Since this drug affects the immune system of the recipient, certain diseases can end up being exacerbated by this treatment. Pets with a fungal disease, or viremia, should never be put on dexamethasone. Due to teratogenic effects of the drug, pregnant pets should only take dexamethasone if the benefits greatly outweigh the inherent risk to the fetus. Pets that have been taking dexamethasone long term, or in high doses, should be tapered off the drug slowly. Patients with congestive heart failure, diabetes, or osteoporosis should take dexamethasone with caution. Unless it is an emergency, pets with kidney disease, GI ulcers, or hyperadrenocorticism should not take dexamethasone. Dexamethasone should never be taken with other corticosteroids, NSAIDs, or immunosuppressants, as this might exacerbate the potential for negative side effects. Taking antacids may reduce the rate at which dexamethasone is absorbed. Patients with myasthenia gravis taking anticholinesterase and dexamethasone might suffer from profound muscle weakness. Anticoagulants may be increased or decreased in effectivity. Dexamethasone decreases the effects of bacteriostatic antibiotics. Taking with estrogen agents will likely potentiate the effects of dexamethasone. Macrolide antibiotics increase or prolong the effects of dexamethasone. Potassium depleting diuretics and Amphotericin B will likely cause hypokalemia. Thanks to the diminished immune response caused by dexamethasone, vaccinationsc should not be given to patients taking the treatment. Taking aspirin or acetylsalicylic acid might reduce salicylate levels. Taking cyclophosphamide will decrease the rate at which it (cyclophosphamide) can be metabolized. Same with cyclosporine. Taking digoxin might cause hypokalemia and digitalis, with an increased risk of digitalis toxicity. Dexamethasone might increase the required amount of insulin needed in diabetic patients. Ketoconazole might increase or prolong the glucocorticoid activity. Taking with mitotane might alter the recipients metabolism, and phenobarbital, phenytoin sodium, and rifampin will all have effects on the bodies ability to metabolize glucocorticoids, like dexamethasone.

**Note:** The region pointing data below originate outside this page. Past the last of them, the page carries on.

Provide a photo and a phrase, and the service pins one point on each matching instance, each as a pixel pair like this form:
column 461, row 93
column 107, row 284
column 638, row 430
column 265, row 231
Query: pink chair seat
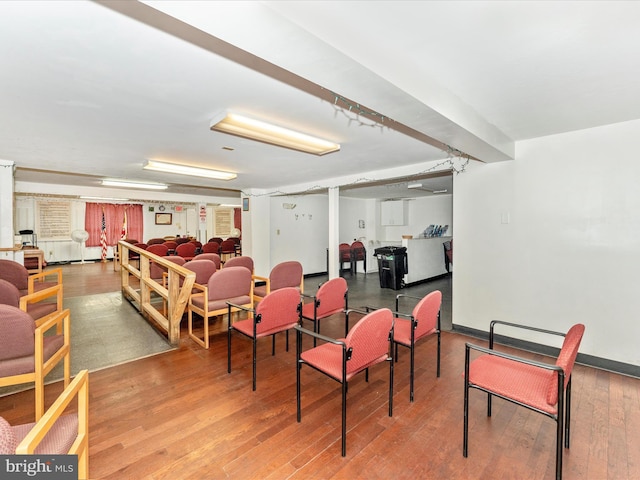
column 58, row 440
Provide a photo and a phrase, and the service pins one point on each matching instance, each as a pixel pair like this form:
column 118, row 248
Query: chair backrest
column 230, row 282
column 358, row 251
column 213, row 257
column 15, row 273
column 369, row 339
column 330, row 296
column 17, row 337
column 286, row 274
column 158, row 249
column 566, row 359
column 202, row 268
column 344, row 251
column 156, row 271
column 187, row 250
column 241, row 261
column 211, row 247
column 426, row 312
column 278, row 309
column 9, row 294
column 228, row 246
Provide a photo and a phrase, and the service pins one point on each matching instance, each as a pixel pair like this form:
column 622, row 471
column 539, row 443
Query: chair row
column 367, row 343
column 541, row 387
column 62, row 430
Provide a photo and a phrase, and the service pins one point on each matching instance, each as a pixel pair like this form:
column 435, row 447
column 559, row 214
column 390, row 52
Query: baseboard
column 583, row 359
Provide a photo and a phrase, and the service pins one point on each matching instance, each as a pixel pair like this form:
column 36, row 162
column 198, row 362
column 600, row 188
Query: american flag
column 103, row 238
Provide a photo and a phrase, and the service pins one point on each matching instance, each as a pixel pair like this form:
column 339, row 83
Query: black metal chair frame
column 346, row 356
column 256, row 320
column 412, row 347
column 563, row 415
column 316, row 320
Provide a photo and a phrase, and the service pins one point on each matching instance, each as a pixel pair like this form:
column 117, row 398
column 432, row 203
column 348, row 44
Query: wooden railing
column 164, row 305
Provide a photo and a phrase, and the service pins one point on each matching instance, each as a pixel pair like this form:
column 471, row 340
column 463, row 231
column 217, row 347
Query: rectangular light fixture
column 271, row 134
column 187, row 170
column 125, row 184
column 86, row 197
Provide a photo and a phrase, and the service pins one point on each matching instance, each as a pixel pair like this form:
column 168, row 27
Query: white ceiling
column 92, row 90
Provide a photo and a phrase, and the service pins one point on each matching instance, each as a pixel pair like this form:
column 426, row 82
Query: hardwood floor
column 180, row 415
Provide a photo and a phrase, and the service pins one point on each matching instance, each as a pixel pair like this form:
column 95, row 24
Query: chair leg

May retard growth to young animals. Can cause dull coat, weight gain, panting, vomiting, diarrhea, elevated liver enzymes, pancreatitis, gastrointestinal ulcers, depression, lethargy and viciousness.
Do not stop using this medication suddenly, especially if it has been used for several weeks or more. The dose may need to be reduced over several days to prevent side effects.